The executive director of the Violence Policy Centre in Washington, Josh Sugarmann, said the gun industry was “cynically ­exploiting an inadvertent limitation” of California’s assault weapons ban.
*  As usual, the paranoid reasoning - both (I assume) that having your own gun will help protect you in a gun massacre, and that the Feds under Obama are about to swoop in on their black helicopters and disarm the wingnuts of the nation - is expected to lead to an increase in sales

*  Despite the Australian gun control experience getting an extensive airing in the US media again (as it does after every massacre), even I can see that if you are starting with a base of an insanely armed society, you can't expect the Australian method to be replicated there   Vox has a good bit of commentary on this:  What no politician wants to admit about gun control.  But that is not to say that there is nothing to be done, of course.  The stupidest of all arguments, which appears regularly in Catallaxy, of course, is that because some crimes still happen with guns in Australia, our gun control measures are a failure.   It's such an insanely dumb attempt at a debating tactic, you have to wonder about the brain size of those deploying it.

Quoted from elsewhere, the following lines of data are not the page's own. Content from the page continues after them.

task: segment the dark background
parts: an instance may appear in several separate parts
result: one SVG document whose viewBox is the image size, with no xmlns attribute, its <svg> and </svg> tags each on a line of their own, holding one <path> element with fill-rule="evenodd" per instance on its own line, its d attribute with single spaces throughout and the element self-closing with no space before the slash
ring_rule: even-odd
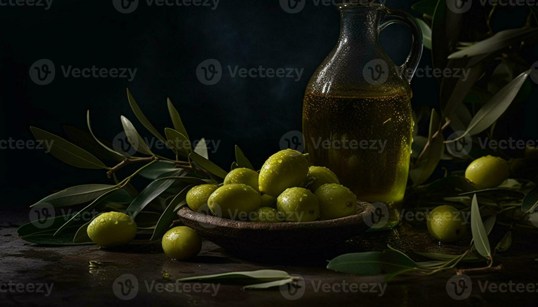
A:
<svg viewBox="0 0 538 307">
<path fill-rule="evenodd" d="M 388 0 L 386 4 L 420 17 L 410 10 L 415 2 Z M 33 139 L 30 126 L 62 136 L 63 125 L 87 131 L 88 109 L 94 132 L 103 139 L 111 141 L 122 131 L 121 115 L 129 118 L 140 134 L 151 137 L 129 107 L 128 87 L 161 133 L 172 126 L 166 105 L 169 97 L 191 139 L 221 140 L 218 151 L 210 154 L 212 160 L 228 169 L 234 159 L 233 145 L 238 144 L 255 166 L 260 166 L 280 149 L 282 134 L 301 130 L 305 88 L 338 38 L 337 10 L 313 3 L 307 1 L 304 9 L 295 14 L 285 12 L 278 0 L 221 0 L 215 10 L 148 6 L 141 0 L 136 10 L 128 14 L 117 11 L 111 0 L 54 0 L 47 10 L 0 6 L 0 139 Z M 507 9 L 496 15 L 495 30 L 522 26 L 527 10 Z M 410 45 L 407 30 L 393 25 L 381 36 L 387 53 L 401 63 Z M 55 65 L 56 76 L 46 85 L 36 84 L 29 76 L 31 65 L 41 59 Z M 231 78 L 225 73 L 217 84 L 206 85 L 198 81 L 195 70 L 208 59 L 218 60 L 224 69 L 228 65 L 261 65 L 304 72 L 298 82 L 289 78 Z M 64 77 L 61 66 L 69 65 L 137 70 L 131 82 Z M 430 51 L 424 49 L 420 67 L 427 66 L 431 67 Z M 513 130 L 523 139 L 537 139 L 537 86 L 532 85 L 533 95 L 523 111 L 513 112 L 498 129 Z M 415 78 L 412 87 L 414 108 L 437 108 L 435 78 Z M 26 208 L 53 190 L 110 182 L 104 170 L 72 167 L 43 150 L 0 150 L 0 159 L 3 195 L 8 203 L 3 206 Z"/>
</svg>

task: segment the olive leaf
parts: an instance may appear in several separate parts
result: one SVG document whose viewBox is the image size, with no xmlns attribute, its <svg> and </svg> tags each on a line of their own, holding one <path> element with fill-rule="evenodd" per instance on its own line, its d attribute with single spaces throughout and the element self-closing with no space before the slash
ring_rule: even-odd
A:
<svg viewBox="0 0 538 307">
<path fill-rule="evenodd" d="M 123 130 L 125 132 L 127 136 L 127 140 L 132 145 L 136 151 L 140 153 L 153 155 L 153 153 L 151 152 L 147 144 L 140 136 L 138 132 L 134 128 L 134 126 L 126 117 L 123 115 L 120 118 L 122 120 L 122 125 L 123 126 Z"/>
<path fill-rule="evenodd" d="M 512 232 L 508 231 L 495 247 L 495 252 L 506 252 L 510 248 L 511 245 L 512 245 Z"/>
<path fill-rule="evenodd" d="M 105 193 L 104 193 L 104 194 L 101 195 L 97 198 L 96 198 L 95 200 L 94 200 L 93 202 L 91 202 L 91 203 L 90 204 L 88 205 L 87 206 L 84 207 L 82 210 L 80 210 L 80 211 L 75 213 L 74 215 L 73 216 L 73 217 L 69 219 L 69 220 L 68 220 L 65 223 L 64 223 L 63 225 L 61 226 L 60 228 L 59 228 L 58 230 L 56 231 L 56 232 L 54 233 L 54 235 L 58 235 L 63 230 L 64 230 L 65 229 L 70 226 L 71 224 L 72 224 L 74 222 L 76 222 L 77 220 L 80 220 L 81 219 L 81 216 L 83 214 L 89 211 L 93 208 L 95 208 L 97 205 L 103 202 L 103 201 L 104 201 L 107 197 L 108 197 L 112 193 L 116 192 L 116 190 L 117 188 L 114 190 L 108 191 Z"/>
<path fill-rule="evenodd" d="M 140 123 L 146 127 L 151 134 L 155 135 L 158 139 L 162 141 L 164 143 L 166 143 L 166 140 L 162 137 L 162 135 L 159 133 L 159 131 L 153 127 L 153 125 L 150 123 L 150 121 L 146 117 L 146 116 L 144 115 L 142 112 L 142 110 L 140 110 L 140 107 L 138 106 L 138 104 L 136 103 L 134 100 L 134 98 L 133 97 L 132 95 L 131 94 L 131 91 L 129 91 L 129 89 L 127 89 L 127 99 L 129 102 L 129 105 L 131 106 L 131 109 L 132 109 L 133 112 L 134 113 L 134 115 L 136 116 L 138 120 L 140 121 Z"/>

*  In a broader sociological context, another Vox piece looks at the gun control problem in the US as part of the broader polarisation of American society: gun enthusiasts, mass shootings are not arguments against guns but for them. The rise in mass shootings is only convincing both sides that they're right, causing them to dig in further.

It's not even clear that opinions on guns and gun violence remain amenable to argument. Over the past few decades, gun ownership in the US has evolved from a practical issue for rural homeowners and hunters to a kind of gesture of tribal solidarity, an act of defiance toward Obama, the left, and all the changes they represent. The gun lobby has become more hardened and uncompromising, pushing guns into schoolschurches, and universities.

This has taken place in the context of a broader and deeper polarization of the country, as Red America and Blue America have become more ideologically homogeneous and distant from one another. The two sides are now composed of people who quite literally think and feel differently — and are less and less able to communicate. The gun issue is a salient example, but far from the only one.
 The article, which is quite fascinating, goes on to look at the argument that the polarisation is partly based on a Conservative/Liberal personality divide - but then it also lists the reasons to be skeptical of such arguments too.

I don't doubt that the polarisation has happened, and as I have said frequently, it has been more of a case of the Right moving into an eccentric, ideologically motivated, evidence free, corner, than the Left going more Left.   (Even allowing for the silly revival of extreme political correctness on US campuses.)  

I seriously think there is inadequate blame for this to be put on the internet, and the Fox Network.